A Uniban resolveu apostar contra o consenso e o bom senso, contra a tolerância, contra a modernidade e pagou caro e merecidamente por isso. Agora, só lhe resta juntar os cacos, refazer a imagem desgastada (esses processos costumam ser demorados e doloridos), assumindo definitivamente a sua condição de instituição universitária comprometida com os novos tempos.
Cabe à nossa colega do curso de Turismo, perseguida pela intolerância machista, buscar os seus direitos, exigir retratação, reparação financeira, no que terá sempre a solidariedade de todos nós. Aos estudantes e educadores deste país fica a lição a ser aprendida, a ser repetida em todas as salas de aula: é fundamental respeitar a individualidade e não é tolerável que nos transformemos em juízes dos nossos semelhantes, apenas porque se comportam, se vestem de forma diferente daquela que julgamos (autoritária e preconceituosamente) ser a adequada.
A comunicação empresarial precisa de mais jornalistas, relações públicas ou publicitários competentes e não pode ficar refém de bancas de advogados que tentam, como vimos inutilmente, blindar organizações que cometem equívocos inomináveis.
A imagem e a reputação são ativos intangíveis que devem ser construídos a partir de uma gestão moderna, democrática, pelo diálogo, pelo respeito à divergência e obediência aos valores que são cultivados pela comunidade. Não é algo que se possa limpar com facilidade depois que ficou sujo.
A Uniban vai ver como a intolerância a um vestido curto custa caro. Talvez, de agora em diante, inclua em sua gestão práticas modernas de comunicação, que não se confundem com apelos de marketing em época de recrutamento de alunos. Eu já tinha escrito (está no livro Comunicação Empresarial no Brasil :uma leitura critica) que a comunicação/marketing da Uniban fugiu da escola e que desconhece a precisão do conceito de responsabilidade social (andou enfiando Pelé, Martinho da Vila etc em suas campanhas passadas para os vestibulares de fim de ano).
Vestido curto é pra se tolerar, mas inteligência educacional reduzida e visão estreita em comunicação empresarial são defeitos que não se afinam com a modernidade.
Não sabemos como a Justiça avaliar o caso, mas a opinião pública já deu o seu veredicto. Aqueles que reconhecem a importância da imagem e da reputação para o mundo dos negócios não têm dúvida: é mais perigoso expor preconceitos e intolerância do que pernas e coxas. Que a Uniban vista novos conceitos, se não quiser pagar outros micos. Parodiando Nelson Rodrigues, podemos dizer que a nudez de inteligência será sempre castigada.
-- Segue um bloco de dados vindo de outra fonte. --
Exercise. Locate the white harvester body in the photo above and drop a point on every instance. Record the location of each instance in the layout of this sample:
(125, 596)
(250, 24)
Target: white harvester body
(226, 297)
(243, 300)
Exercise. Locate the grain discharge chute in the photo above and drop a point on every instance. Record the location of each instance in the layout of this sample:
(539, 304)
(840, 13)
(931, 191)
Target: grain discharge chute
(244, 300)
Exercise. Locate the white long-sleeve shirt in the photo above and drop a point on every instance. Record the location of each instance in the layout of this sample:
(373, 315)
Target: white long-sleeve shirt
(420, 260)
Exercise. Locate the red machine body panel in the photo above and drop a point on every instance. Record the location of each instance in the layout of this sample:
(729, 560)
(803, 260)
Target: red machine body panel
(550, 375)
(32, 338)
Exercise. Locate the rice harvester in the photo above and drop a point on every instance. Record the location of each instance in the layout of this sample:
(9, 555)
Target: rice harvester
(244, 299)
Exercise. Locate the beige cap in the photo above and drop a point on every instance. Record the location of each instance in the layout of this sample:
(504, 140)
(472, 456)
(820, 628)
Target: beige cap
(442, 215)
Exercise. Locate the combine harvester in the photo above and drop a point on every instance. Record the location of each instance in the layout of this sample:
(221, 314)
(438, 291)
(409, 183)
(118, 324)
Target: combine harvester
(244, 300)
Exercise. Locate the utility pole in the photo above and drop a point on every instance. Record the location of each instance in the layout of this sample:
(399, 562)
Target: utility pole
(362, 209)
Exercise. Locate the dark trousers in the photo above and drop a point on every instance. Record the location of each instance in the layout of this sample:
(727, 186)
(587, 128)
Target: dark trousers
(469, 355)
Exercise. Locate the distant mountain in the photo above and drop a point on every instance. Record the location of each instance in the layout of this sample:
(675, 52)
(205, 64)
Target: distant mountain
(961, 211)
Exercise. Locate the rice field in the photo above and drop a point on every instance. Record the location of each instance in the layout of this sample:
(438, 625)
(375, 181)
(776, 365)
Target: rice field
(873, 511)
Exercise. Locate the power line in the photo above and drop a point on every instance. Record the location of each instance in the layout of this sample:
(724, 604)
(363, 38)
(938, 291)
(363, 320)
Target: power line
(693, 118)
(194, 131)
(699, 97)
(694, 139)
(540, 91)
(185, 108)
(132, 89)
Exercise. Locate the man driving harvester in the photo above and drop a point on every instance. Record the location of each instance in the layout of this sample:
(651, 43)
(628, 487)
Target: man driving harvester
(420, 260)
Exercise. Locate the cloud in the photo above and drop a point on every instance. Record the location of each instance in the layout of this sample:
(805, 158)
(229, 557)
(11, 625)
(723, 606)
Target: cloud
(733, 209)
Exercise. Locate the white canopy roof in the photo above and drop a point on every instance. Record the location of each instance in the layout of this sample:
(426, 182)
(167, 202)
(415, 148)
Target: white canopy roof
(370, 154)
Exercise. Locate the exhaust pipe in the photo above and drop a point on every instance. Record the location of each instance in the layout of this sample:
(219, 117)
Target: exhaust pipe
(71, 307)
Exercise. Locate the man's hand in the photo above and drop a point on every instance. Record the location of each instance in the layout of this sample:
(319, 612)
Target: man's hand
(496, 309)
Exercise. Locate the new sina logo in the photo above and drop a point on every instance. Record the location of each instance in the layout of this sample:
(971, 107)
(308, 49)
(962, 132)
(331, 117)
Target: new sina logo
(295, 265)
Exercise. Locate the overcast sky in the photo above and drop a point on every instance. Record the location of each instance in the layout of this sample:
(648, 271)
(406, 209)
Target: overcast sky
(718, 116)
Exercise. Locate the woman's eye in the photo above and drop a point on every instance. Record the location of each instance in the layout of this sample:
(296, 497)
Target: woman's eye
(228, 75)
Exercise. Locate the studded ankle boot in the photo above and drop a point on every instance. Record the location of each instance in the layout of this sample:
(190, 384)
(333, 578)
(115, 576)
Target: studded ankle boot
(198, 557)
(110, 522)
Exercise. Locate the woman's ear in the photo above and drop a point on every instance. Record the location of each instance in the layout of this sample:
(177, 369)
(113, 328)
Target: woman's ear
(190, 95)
Em tempo 1: A avaliação da postura da Uniban, aqui realizada, não se estende à qualidade de seu ensino, pesquisa e extensão e não coloca em dúvida (muito pelo contrário) a capacitação de seu corpo docente. Essa avaliação só pode ser feita pelos próprios alunos , pelo MEC, pela Capes e pelo mercado de trabalho.
Em tempo 2: As crises podem começar a qualquer momento e por motivos diversos (que, muitas vezes, fogem do controle das organizações), mas precisam ser gerenciadas com competência. Algumas culturas organizacionais, truculentas, autoritárias, arrogantes terão sempre maior dificuldade para administrá-las.
Em tempo 3: Ter uma estrutura profissionalizada de comunicação, umbilicalmente vinculada ao processo de gestão, é uma exigência dos nossos dias. As organizações que insistem em ignorar a realidade correm riscos desnecessariamente. A comunicação estratégica não é apenas uma expressão, uma figura de retórica, mas uma condição básica para o sucesso empresarial.